Happens with my ipod and the word indexing never leaves the screen


----------



## Merc6 (Jun 8, 2013)

It's been there more lately, may be the phone updates? 


Sent from AutoGuide.com Free App


----------



## MilTownSHO (Oct 9, 2013)

Is there a way to check to see if you have the latest version of MyLink.

The car was built less than two months ago, but you never know.

With the Ford, you could just log online and it would tell you if you needed an update. If so, you downloaded it to USB and installed.

Have not seen any mention of this on Chevy's site.


----------



## Merc6 (Jun 8, 2013)

Its in configuration, radio settings. From the looks of it, they want the dealer to update it granted it sems easy to do if it's anything like Pioneer. My issue was shuffle works till I get a phone call. After I havg up I have no control over the playlist besides volume.


----------



## Chevy Customer Care (Oct 29, 2011)

MilTownSHO, 

I am sorry to hear you are having this concern. I have reached out to our infotainment team in regards to this concern. The MyLink system will index each time the car is started. If you have any further questions you can contact them at 855-478-7767. Sorry for any inconvenience. 

Erica Tiffany
Chevrolet Customer Care


----------



## NineScorpions (Jul 21, 2013)

My 2014 is doing this also. The screen always says indexing and I have limited access to my music. I cannot search through artists, albums, genre, etc. Only my playlists work. Really?! I will definitely be calling CS on this one. Has anyone called yet and what did you hear. By the way my 2014 was just built in the last 60 days.


----------



## Merc6 (Jun 8, 2013)

Anyone with issues reset radio to default and forget the device on your phones Bluetooth menu before you re pair it back to the radio. This is what worked for me 3 days ago and usually what the dealer techs do to get it working again until we get a legit update.

5s on iOS 7.0.2 and was using 4s on iOS 7.0.2 when I posted above.


----------



## NineScorpions (Jul 21, 2013)

I am using an iPod with the USB port...so not perhaps applicable for me, but it may work for BT devices.
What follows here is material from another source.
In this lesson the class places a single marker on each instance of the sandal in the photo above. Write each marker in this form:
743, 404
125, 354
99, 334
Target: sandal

Anyways, I will try a default...but according to the previous post the car will always kick off an indexing session on start up....so not sure what would happened differently.


----------



## MilTownSHO (Oct 9, 2013)

Mine now occasionally is still on shuffle upon restarting the car, still re indexes every time but I have learned to live with it.

Not like I had much of a choice.


----------